Although we set out to identify whether there was a relationship between %BF and cord gases, unfortunately we were unable to assess this relationship as there were no infants who had low %BF who had a pH < 7.1. As arterial pH < 7.1 reflects condition at birth, many of these infants may have been unwell and admitted directly to the nursery and therefore did not have a %BF assessment.

The major strength of our cohort is that it represents the largest series of near term and term healthy infants with planned transfer to the postnatal ward after birth. These infants are around 94% of births and therefore the %BF percentiles are clinically useful for this group. Secondly, early identification of babies at risk of hypoglycaemia (low %BF, AGA) is extremely important in preventing the devastating long-term neurological sequelae associated with hypoglycaemia.

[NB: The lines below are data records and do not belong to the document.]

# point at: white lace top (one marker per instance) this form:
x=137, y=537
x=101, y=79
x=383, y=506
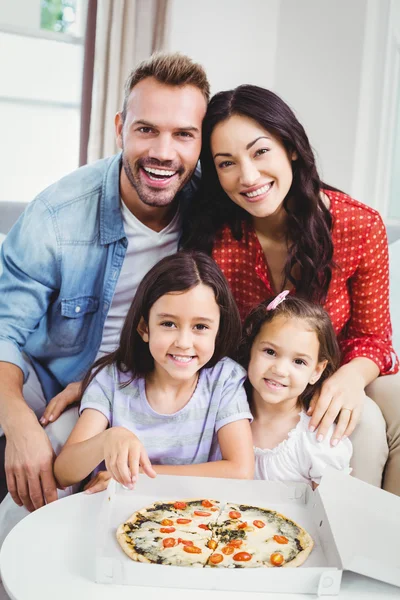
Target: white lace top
x=300, y=457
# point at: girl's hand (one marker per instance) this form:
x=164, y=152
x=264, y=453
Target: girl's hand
x=98, y=483
x=123, y=454
x=342, y=394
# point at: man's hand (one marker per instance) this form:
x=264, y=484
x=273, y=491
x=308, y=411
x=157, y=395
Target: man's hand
x=59, y=403
x=98, y=483
x=341, y=395
x=29, y=460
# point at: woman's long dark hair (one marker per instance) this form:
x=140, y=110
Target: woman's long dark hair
x=315, y=317
x=176, y=273
x=309, y=222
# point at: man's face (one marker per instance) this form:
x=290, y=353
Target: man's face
x=160, y=139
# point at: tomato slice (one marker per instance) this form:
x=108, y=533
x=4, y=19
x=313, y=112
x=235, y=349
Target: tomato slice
x=180, y=505
x=281, y=539
x=235, y=514
x=183, y=521
x=242, y=557
x=259, y=524
x=235, y=543
x=192, y=549
x=185, y=542
x=276, y=559
x=228, y=550
x=215, y=559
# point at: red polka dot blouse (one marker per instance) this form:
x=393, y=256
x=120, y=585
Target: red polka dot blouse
x=358, y=295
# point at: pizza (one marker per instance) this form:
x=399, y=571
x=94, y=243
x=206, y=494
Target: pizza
x=208, y=533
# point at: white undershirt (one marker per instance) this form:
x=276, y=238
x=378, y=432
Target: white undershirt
x=145, y=248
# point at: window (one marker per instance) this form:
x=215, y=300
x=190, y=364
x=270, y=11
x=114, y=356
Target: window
x=40, y=93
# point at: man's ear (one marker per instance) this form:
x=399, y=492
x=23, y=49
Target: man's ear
x=319, y=369
x=143, y=330
x=119, y=124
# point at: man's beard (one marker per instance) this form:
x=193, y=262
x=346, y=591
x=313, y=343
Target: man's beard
x=153, y=196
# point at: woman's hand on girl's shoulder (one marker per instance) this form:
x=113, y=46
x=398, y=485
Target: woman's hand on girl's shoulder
x=342, y=398
x=124, y=454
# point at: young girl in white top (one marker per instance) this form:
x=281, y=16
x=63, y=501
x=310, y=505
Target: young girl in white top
x=289, y=348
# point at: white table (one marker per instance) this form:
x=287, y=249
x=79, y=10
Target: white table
x=50, y=555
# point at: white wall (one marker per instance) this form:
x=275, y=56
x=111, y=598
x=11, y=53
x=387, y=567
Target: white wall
x=235, y=40
x=326, y=58
x=20, y=13
x=318, y=72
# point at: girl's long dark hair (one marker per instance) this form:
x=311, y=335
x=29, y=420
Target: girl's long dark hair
x=309, y=222
x=316, y=319
x=176, y=273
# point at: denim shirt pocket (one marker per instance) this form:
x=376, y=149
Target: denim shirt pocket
x=71, y=321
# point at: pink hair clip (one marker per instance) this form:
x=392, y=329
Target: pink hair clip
x=276, y=301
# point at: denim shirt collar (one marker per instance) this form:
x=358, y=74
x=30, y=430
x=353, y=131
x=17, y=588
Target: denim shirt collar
x=111, y=224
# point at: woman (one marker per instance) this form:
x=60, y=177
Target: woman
x=271, y=224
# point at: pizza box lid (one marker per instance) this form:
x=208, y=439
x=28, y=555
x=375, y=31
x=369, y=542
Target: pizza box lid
x=365, y=524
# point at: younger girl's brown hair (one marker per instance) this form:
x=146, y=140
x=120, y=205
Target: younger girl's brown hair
x=315, y=318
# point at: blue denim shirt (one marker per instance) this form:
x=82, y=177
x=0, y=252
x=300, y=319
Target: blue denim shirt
x=61, y=263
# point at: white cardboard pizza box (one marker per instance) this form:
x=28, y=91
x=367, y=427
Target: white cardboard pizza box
x=353, y=525
x=365, y=524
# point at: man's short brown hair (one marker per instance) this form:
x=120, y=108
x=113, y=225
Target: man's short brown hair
x=171, y=69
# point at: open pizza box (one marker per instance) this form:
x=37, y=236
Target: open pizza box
x=355, y=526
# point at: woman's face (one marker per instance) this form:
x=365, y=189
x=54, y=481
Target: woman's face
x=253, y=166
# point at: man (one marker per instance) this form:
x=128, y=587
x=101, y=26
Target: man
x=73, y=261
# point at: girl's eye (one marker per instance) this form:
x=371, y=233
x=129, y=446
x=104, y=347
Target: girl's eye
x=225, y=163
x=145, y=129
x=262, y=151
x=269, y=351
x=300, y=361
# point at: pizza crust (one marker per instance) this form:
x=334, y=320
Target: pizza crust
x=178, y=556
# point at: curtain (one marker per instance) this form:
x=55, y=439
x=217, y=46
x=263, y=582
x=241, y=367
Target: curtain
x=127, y=31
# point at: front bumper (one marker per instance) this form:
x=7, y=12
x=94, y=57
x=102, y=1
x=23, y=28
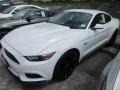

As outlined above, an important limitation of our study is the possible under-representation of infants with low %BF. The exclusion of low birthweight infants (it is unit policy to admit all babies less than 2200 g to the nursery) and those too unwell for PEAPOD assessment (respiratory distress; low arterial cord pH) may have lower %BF, meaning our reference ranges may be skewed towards higher values. Mazehery et al.5 have highlighted some of the statistical and biological shortcomings of %BF as an indicator of adiposity. We have continued to use %BF as it is the established parameter in our institution.

Conclusion

Low %BF is a risk factor for neonatal morbidity.9 Accurate mean and quantile %BF references for a specific population are useful in determining babies at risk. We have presented the largest series for gender- and gestational-age-specific neonatal %BF. We have also demonstrated differences in body composition by maternal region of birth. We did not detect a relationship between arterial cord pH and %BF; however, we acknowledge that high-risk babies were likely not included due to a direct admission to the nursery.